The formula uses 1-indexed coordinates to avoid off-by-one errors: a cell in row $i$ (0-indexed) is part of $(i+1)(n-i)$ choices of vertical segment endpoints, and similarly for columns.
A common mistake is forgetting that both row and column contributions multiply independently. Another is mixing 0-indexed and 1-indexed formulas, which shifts the weighting and breaks optimal ordering.
Worked Examples
Example 1: $n = 2$
We compute coverage:
| Cell | Coverage |
|---|---|
| (0,0) | 4 |
| (0,1) | 4 |
| (1,0) | 4 |
| (1,1) | 4 |
All cells are equal, so any permutation is optimal. The algorithm assigns:
| Step | Cell chosen | Value assigned |
|---|---|---|
| 1 | any | 0 |
| 2 | any | 1 |
| 3 | any | 2 |
| 4 | any | 3 |
Result can match:
0 1
2 3
This confirms that symmetry cases do not matter and any ordering is valid when coverage ties.
Example 2: $n = 3$
Coverage values:
| Cell | Coverage |
|---|---|
| center (1,1) | 36 |
| edges | 24 |
| corners | 16 |
| Step | Cell type | Value placed |
|---|---|---|
| 1 | center | 0 |
| 2 | edge | 1 |
| 3 | edge | 2 |
| 4 | edge | 3 |
| 5 | corner | 4 |
| 6 | corner | 5 |
| 7 | corner | 6 |
| 8 | edge | 7 |
| 9 | corner | 8 |
This demonstrates how small numbers concentrate in the center first, maximizing overlap in subrectangles that dominate MEX contributions.
Complexity Analysis
| Measure | Complexity | Explanation |
|---|---|---|
| Time | $O(n^2 \log n)$ | sorting all $n^2$ cells by coverage |
| Space | $O(n^2)$ | grid and cell list storage |
The sum of $n$ across test cases is at most 1000, so the total number of cells is at most $10^6$, and sorting remains comfortably within limits.
Test Cases
import sys, io
def run(inp: str) -> str:
sys.stdin = io.StringIO(inp)
import sys
input = sys.stdin.readline
t = int(input())
out = []
for _ in range(t):
n = int(input())
cells = []
for i in range(n):
for j in range(n):
x = (i + 1) * (n - i) * (j + 1) * (n - j)
cells.append((x, i, j))
cells.sort(reverse=True)
grid = [[0] * n for _ in range(n)]
v = 0
for _, i, j in cells:
grid[i][j] = v
v += 1
for r in grid:
out.append(" ".join(map(str, r)))
return "\n".join(out)
# provided sample (sanity only)
assert run("2\n2\n3\n") is not None
# custom: n=1
assert run("1\n1\n") == "0", "single cell"
# custom: n=2 structure
assert len(run("1\n2\n").split()) == 4, "2x2 completeness"

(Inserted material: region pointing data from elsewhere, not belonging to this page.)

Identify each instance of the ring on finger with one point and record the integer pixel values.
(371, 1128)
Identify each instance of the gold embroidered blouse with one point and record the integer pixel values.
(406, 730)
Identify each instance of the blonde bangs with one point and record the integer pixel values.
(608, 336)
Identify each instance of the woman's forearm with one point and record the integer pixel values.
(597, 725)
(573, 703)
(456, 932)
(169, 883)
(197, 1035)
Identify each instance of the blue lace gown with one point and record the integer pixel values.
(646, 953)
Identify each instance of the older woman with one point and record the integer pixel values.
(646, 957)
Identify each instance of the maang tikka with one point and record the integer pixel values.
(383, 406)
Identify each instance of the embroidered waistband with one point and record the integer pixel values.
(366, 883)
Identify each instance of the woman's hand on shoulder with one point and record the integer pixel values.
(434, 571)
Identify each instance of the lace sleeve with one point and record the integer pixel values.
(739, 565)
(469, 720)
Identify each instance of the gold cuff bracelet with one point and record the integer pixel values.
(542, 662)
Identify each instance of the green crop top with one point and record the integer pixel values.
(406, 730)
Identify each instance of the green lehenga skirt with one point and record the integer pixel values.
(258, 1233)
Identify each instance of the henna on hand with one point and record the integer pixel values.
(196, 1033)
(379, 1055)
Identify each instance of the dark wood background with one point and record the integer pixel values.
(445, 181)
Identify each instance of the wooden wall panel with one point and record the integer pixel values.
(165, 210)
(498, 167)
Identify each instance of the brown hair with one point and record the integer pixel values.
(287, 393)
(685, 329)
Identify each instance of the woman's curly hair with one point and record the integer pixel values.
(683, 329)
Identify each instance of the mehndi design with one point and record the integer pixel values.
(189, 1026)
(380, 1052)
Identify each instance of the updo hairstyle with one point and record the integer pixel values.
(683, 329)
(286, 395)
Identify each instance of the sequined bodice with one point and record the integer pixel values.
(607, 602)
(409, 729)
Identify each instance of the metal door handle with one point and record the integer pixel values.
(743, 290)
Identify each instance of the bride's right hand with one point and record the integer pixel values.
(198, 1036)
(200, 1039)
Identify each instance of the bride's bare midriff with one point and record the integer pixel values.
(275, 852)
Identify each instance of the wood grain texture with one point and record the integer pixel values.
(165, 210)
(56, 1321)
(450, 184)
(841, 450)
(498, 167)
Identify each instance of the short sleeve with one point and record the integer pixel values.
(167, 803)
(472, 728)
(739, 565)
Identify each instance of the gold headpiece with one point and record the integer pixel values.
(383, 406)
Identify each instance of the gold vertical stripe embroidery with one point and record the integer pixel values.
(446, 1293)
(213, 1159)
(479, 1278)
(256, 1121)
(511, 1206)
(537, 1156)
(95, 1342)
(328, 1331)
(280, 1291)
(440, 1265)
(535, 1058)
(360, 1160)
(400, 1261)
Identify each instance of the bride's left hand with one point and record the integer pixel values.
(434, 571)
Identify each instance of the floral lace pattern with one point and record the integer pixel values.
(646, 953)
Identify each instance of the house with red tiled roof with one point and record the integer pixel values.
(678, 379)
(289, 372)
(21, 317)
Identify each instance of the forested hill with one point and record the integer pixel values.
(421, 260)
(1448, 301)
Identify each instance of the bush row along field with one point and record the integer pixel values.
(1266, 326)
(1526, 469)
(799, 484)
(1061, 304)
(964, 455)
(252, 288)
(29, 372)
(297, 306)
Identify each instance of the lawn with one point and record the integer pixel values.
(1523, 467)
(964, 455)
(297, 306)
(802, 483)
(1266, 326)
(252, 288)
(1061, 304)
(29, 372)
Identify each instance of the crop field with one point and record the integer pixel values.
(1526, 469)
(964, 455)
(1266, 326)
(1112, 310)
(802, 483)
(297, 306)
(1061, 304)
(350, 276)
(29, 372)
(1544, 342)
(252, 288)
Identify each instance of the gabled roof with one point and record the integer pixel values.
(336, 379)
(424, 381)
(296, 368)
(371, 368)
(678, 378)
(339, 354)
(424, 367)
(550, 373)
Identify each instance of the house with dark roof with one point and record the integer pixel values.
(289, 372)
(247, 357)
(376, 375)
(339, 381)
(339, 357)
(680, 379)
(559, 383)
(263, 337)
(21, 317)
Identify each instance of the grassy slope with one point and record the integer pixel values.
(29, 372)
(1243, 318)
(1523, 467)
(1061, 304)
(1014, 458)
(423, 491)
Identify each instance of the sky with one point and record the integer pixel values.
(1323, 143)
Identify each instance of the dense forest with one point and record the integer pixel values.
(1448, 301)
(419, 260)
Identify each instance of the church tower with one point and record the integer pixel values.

# custom: n=3 grid contains all numbers
res = run("1\n3\n").split()
vals = list(map(int, res))
assert sorted(vals) == list(range(9)), "permutation check"
# custom: multiple tests
assert run("2\n1\n2\n") is not None
| Test input | Expected output | What it validates |
|---|---|---|
| n=1 | 0 | base case correctness |
| n=2 | 4 distinct values | full coverage construction |
| n=3 | permutation of 0..8 | no duplicates or omissions |
| mixed tests | valid grids | multi-test handling |
Edge Cases
For $n=1$, there is only one cell and one value. The algorithm computes coverage as $1$, assigns value $0$, and outputs a correct trivial grid.
For even $n$, there is no single center cell, so multiple cells share the same maximum coverage. The algorithm naturally handles this since sorting is stable under ties, and any ordering among equal values does not affect correctness.
For large $n$, coverage values can become large but always fit in Python integers. The ordering remains consistent, and the construction still runs in $O(n^2 \log n)$, matching constraints without modification.